State leaders see tighter coffer, bipartisan tilt
OLYMPIA – Washington politicians who had any doubt the public is in no mood for more taxes should have had that cleared up Tuesday. For the budget struggles ahead next year, voter sentiment is clear: Don’t ask us for more money, cut the budget.
Voters sank a proposal for a state income tax on the wealthy, struck down temporary taxes on soda, candy, bottled water and some processed foods, and reinstated a two-thirds supermajority for passing any new taxes.
“There’s no new revenue,” Gov. Chris Gregoire said Friday. “There’s now less revenue than before.”
The temporary taxes, passed by Democrats last spring to avoid deeper budget cuts, will come off on Dec. 2. That should slice about $55 million off what the state thought it would collect between December and July 1, and another $218 million off projected revenues for the 2011-’13 biennium.
But that’s a relatively small amount compared to the $4.8 billion gap between projected revenues for the next two years and the amount the state would need to pay for all the programs, policies and personnel it currently has.
To close that gap, Gregoire will prepare an all-cuts budget in the next month that will include what she calls “some pretty draconian cuts.” It may eliminate prescription drug coverage for Medicaid patients, dental and podiatrist coverage for adults on state health insurance, levy equalization for poorer school districts or even the state’s Basic Health plan. For legislators who object to the cuts, she’ll offer a simple challenge: “Give me an alternative.”
That alternative is not likely to include a tax hike, which would require two-thirds approval in both houses.
“I think the voters were clear: Don’t spend more money than you have,” said Senate Minority Leader Mike Hewitt, R-Walla Walla. “They didn’t just say it. They shouted it.”
Voters also defeated plans to “get government out of their lives,” turning down two ballot measures to end state control of liquor sales and another that would have added private insurance to the state’s industrial insurance program.
“It’s not clear to me that there was a message about what we did or did not do that led to the losses,” said Senate Majority Leader Lisa Brown, D-Spokane. “I think it’s a reflection of a tough economy. People want to focus on jobs, and they want government to be as responsive as possible.”
Democrats did buck the national trend of turning control over to Republicans and managed to avoid the huge switch of the last big GOP wave of 1994, said House Speaker Pro Tem Jeff Morris, D-Anacortes. But they face slimmer margins in controlling the two chambers. Several legislative races in Western Washington remain too close to call, but current results suggest the GOP will pick up at least seven seats in the House and four in the Senate.
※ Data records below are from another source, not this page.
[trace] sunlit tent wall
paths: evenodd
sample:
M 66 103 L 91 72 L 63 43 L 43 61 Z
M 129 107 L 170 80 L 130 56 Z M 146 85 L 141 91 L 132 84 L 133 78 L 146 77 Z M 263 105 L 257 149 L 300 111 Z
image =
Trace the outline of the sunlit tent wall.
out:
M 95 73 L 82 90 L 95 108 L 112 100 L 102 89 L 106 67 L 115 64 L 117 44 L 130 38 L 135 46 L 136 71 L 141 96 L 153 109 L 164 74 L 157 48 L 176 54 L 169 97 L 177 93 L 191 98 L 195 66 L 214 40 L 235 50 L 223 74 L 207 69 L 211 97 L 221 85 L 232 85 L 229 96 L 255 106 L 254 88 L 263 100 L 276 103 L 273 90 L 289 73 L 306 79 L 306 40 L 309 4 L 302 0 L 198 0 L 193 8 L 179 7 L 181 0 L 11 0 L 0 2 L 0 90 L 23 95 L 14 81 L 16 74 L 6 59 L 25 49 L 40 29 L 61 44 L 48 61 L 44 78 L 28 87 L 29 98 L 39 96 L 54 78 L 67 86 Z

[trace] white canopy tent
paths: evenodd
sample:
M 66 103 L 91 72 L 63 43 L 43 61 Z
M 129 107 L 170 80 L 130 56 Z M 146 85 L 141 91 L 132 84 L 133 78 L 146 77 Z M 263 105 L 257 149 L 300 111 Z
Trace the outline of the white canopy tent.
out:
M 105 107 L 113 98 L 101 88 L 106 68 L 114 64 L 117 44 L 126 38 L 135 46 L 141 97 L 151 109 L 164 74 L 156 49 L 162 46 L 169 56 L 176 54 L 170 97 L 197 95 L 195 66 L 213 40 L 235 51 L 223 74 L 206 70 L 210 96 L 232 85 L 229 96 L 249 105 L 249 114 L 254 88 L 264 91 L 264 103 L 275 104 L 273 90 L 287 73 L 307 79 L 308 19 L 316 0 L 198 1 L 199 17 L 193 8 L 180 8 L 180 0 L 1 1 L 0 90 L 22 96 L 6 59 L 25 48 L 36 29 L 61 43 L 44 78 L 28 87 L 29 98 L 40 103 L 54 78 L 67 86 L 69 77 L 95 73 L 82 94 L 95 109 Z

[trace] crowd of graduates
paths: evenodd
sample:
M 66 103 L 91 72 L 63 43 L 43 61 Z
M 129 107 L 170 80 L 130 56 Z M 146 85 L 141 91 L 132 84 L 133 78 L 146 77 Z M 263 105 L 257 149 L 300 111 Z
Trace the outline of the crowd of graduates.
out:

Smaller majorities might force the Legislature into a more cooperative and bipartisan mode, Brown and Hewitt agreed.
“Narrow margins in the Senate are clearly the norm for most of the last 30 years,” Brown said. They force more cooperation because any major legislation takes agreement from both sides. “We’ll need to put a budget together with the support of both caucuses,” she added.
Hewitt is expecting more Republican input in the next two years than the last two, when they were in a 31-18 minority in the Senate and “relegated to sitting on the sidelines.”
“I think the public is better served,” he said. “There really hasn’t been much public debate.”
Republicans would like to begin that public debate as soon as possible.
On Friday, Hewitt and House Minority Leader Richard DeBolt delivered a letter to Gregoire, asking her to call a special session in early December to make some changes to her orders for an across-the-board budget cut of 6.3 percent to keep the state from running out of money before June 30, the end of this biennium. Under state law, the governor can’t pick and choose where reductions take place, nor can she order extra cuts to leave the state with enough money to carry over into the next two-year budget cycle.
“Waiting until January or later to shore up the 2009-’11 budget will only make our fiscal situation worse and require more and deeper cuts,” Hewitt and DeBolt wrote. Bringing the parties’ budget experts in the House and Senate together with the governor’s staff and holding a quick special session is a “responsible, proactive approach,” they argued.
Brown said it’s too early to say whether they can reach an agreement that would make a special session worth calling a month before the regular session starts.
That special session would be a lame-duck session with some members who have been voted out of office as well as others who have announced their retirement.
Gregoire said she won’t call a special session without an agreement that can move quickly through the Legislature on ways to reduce the budget with something other than across-the-board cuts. By law, a special session lasts 30 days unless the Legislature agrees to shorten it.
“I’m not going to have the Legislature sit around for 30 days and not accomplish anything,” she said.